Although rates of expansion in activity, new orders and employment all eased from the highs seen in the previous month, they remained strong and companies were again optimistic regarding growth over the coming year.
A marked acceleration in the rate of input cost inflation was recorded as suppliers took advantage of improved demand for inputs to raise their charges. The Ulster Bank Construction Purchasing Managers’ Index (PMI) – a seasonally adjusted index designed to track changes in total construction activity – posted 60.2 in May, down from the previous month’s reading of 63.5 but still pointing to a sharp increase in total construction activity. Activity has now risen in each of the past nine months, with the latest expansion linked to higher workloads and improving confidence.
Simon Barry, chief economist Republic of Ireland at Ulster Bank, said: “The latest Ulster Bank Construction PMI signals ongoing strong monthly growth of activity, with May’s headline reading only slightly below April’s near -record high. The recovery continued to be centred on housing and commercial activity, with both areas posting substantial rises again. However, there was some welcome news with regards to civil engineering activity, which decreased at the slowest pace since the end of 2007.
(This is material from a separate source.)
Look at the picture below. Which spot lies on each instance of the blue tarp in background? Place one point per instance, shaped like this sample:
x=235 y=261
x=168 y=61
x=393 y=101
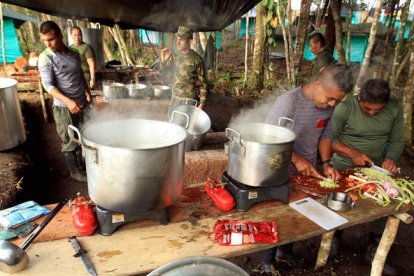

“The rate of growth in new orders also remained sharp despite easing from the previous month . Companies reported success in securing contracts for work both in Ireland and abroad and were confident that these trends would continue over the coming year, leading to further growth of activity during the next 12 months. This optimism encouraged firms to take on extra staff and raise their purchasing activity, in both cases at marked rates.
“Another notable aspect of the latest data was a sharp acceleration of cost inflation amid reports that suppliers have started to raise their charges in response to strengthening demand for inputs. Overall, the May data re-affirms the recent view of a sector on the mend. ”
The commercial sector was the best-performing again in May, while a strong expansion in housing activity was also recorded during the month. Although activity on civil engineering projects continued to fall, the rate of decline slowed sharply to the weakest in the current sequence of contraction which began in December 2007.
New business continued to rise sharply during May, albeit at a weaker pace than seen in April. Panellists reported higher new work from both domestic and external markets.
Higher activity led construction firms to raise their buying activity and take on extra staff during May. Employment increased for the ninth consecutive month and the rate of job creation remained sharp despite easing from the previous month. Growth of input buying also remained strong during May, with around 30% of respondents increasing their purchasing levels.
Reports from panellists suggested that suppliers had responded to higher demand for inputs by raising their charges. This contributed to a solid increase in input prices, the sharpest since March 2012.
There was evidence that suppliers had maintained a preference for low stock holdings in May, thereby leading to a further lengthening of delivery times in the sector.
Business sentiment remained elevated in May and was again among the strongest in the history of the survey. Confidence in the sector and the wider economy supported optimism.